As developable parcels have become scarce and expensive in neighborhoods such as Northern Liberties and Fishtown and too pricy everywhere else closer to the core of Center City, developers have stretched the boundaries of where they will search for land that can be bought cheap enough and big enough to make a project pencil out. That has meant going into neighborhoods once overlooked by developers and eschewed by buyers.

This expansion into new areas has generally enabled market-rate housing to stay affordable, said Paul Levy CEO of CCD. That has translated in the city retaining young adults in their 20s and 30s.

While that has strengthened Philadelphia’s population and added to the tax base, it hasn’t helped the affordability challenge faced by those with lower incomes or living in poverty, Levy said. He also noted the housing report was completed prior to the coronavirus pandemic.

The report shows not only did greater Center City experience a robust residential sales market but its rental market was also strong. In the Class A apartment market, which accounts for mostly new construction, rents came in at $2.72 a square foot. That's up 4.1% over 2018. The Class A market also absorbed 1,475 apartments that were recently constructed, according to the report. That’s down slightly from 1,527 units occupied in 2018. The Class A vacancy rate stood at 6.5%, lower than 11.9% in 2018, according to CCD, which used Delta Associates data.

Though stalled because of the coronavirus and mandates to stop all non-essential projects, 3,982 were under construction and another 2,780 units in various stages in the part of the city, at the end of the year.

On the buyside of the residential market, the uptick of construction in areas once considered fringe neighborhoods is similar to dynamics that take place in the suburbs. When prospective buyers get priced out of the inner rings — communities close to centers of commerce and population — they are pushed further out to more affordable areas where the land is plenty and cheap.

That’s also the case in Center City. It is also a reflection of a nagging issue of low inventories of residential units facing Philadelphia, the region and the United States.

“There’s a critical under supply in the $400,000 to $750,000 range at the top for the first-time home buyer and those who want to move up,” said Ryan McManus, a real estate agent with Compass familiar with the Fishtown, Kensington, East Falls and other parts of the city. “Developers are getting cheaper land than they can buy in the core and building there.”

As a result, land prices in some of these edge neighborhoods have been “out of touch for the market,” McManus said. That has been building for the last three to five years.

The pandemic and subsequent shutdown of economic activity including residential and land sales, is almost a welcome reset for the market and pricing, he said.

“We handle a lot of off-market deals,” McManus said. “If we have 20 deals, two or three get done.
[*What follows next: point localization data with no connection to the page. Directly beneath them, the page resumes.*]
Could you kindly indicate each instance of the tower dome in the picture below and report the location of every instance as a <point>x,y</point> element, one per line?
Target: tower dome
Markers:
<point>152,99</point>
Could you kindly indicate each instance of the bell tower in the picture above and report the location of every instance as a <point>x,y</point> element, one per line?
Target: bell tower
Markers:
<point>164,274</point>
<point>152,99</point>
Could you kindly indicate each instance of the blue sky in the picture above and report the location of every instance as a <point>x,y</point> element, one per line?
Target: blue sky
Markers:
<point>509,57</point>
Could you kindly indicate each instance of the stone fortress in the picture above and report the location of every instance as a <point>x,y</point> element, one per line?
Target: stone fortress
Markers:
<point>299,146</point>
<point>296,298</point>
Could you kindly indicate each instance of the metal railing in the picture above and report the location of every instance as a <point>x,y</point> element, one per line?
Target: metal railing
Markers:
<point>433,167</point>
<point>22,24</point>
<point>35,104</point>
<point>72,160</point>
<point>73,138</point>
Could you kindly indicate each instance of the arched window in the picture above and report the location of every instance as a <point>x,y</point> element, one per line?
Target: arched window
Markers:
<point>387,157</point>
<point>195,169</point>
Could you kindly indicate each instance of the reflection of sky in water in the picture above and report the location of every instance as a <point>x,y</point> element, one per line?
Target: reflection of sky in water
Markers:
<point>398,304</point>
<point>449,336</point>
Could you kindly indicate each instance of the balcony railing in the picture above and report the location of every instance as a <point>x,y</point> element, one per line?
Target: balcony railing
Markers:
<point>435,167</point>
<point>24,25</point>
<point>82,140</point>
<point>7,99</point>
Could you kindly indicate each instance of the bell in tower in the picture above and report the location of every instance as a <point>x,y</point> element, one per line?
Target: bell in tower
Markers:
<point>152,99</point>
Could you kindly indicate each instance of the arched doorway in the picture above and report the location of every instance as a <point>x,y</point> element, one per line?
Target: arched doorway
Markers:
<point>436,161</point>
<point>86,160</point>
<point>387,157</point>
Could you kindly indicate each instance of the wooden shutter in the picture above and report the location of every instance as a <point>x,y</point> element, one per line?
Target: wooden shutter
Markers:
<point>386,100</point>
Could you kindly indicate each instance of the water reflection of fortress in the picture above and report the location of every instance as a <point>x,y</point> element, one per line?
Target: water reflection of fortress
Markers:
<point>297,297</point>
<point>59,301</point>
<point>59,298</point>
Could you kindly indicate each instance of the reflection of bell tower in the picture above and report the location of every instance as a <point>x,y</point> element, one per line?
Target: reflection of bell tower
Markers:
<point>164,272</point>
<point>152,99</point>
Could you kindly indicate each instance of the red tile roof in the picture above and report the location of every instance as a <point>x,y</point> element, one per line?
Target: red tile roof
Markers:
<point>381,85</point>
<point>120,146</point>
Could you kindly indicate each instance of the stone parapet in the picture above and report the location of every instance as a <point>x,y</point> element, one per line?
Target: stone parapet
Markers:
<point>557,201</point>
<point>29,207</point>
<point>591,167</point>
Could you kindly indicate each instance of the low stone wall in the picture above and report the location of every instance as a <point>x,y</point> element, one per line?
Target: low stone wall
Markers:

If land became more affordable, then more deals will get done and more homes will get developed.”

At this point, there’s no shortage of for-sale houses in the pipeline to get built in those hotspots.

Rushdy estimates that at 5th and Cecil B. Moore, between 350 to 400 new units are approved and in various stages. For Riverwards, Rushdy said its Kensington Courts project is 14 units from being sold out. Its Avenue V project, with 151 units of rental and for-sale units at 5th and Cecil B. Moore scheduled to start as soon as the state ban on non-essential construction gets lifted.

With low interest rates and what Rushdy believes will be pent up demand, he’s confident in the project’s success. “We think that the fourth quarter will be phenomenal,” he said.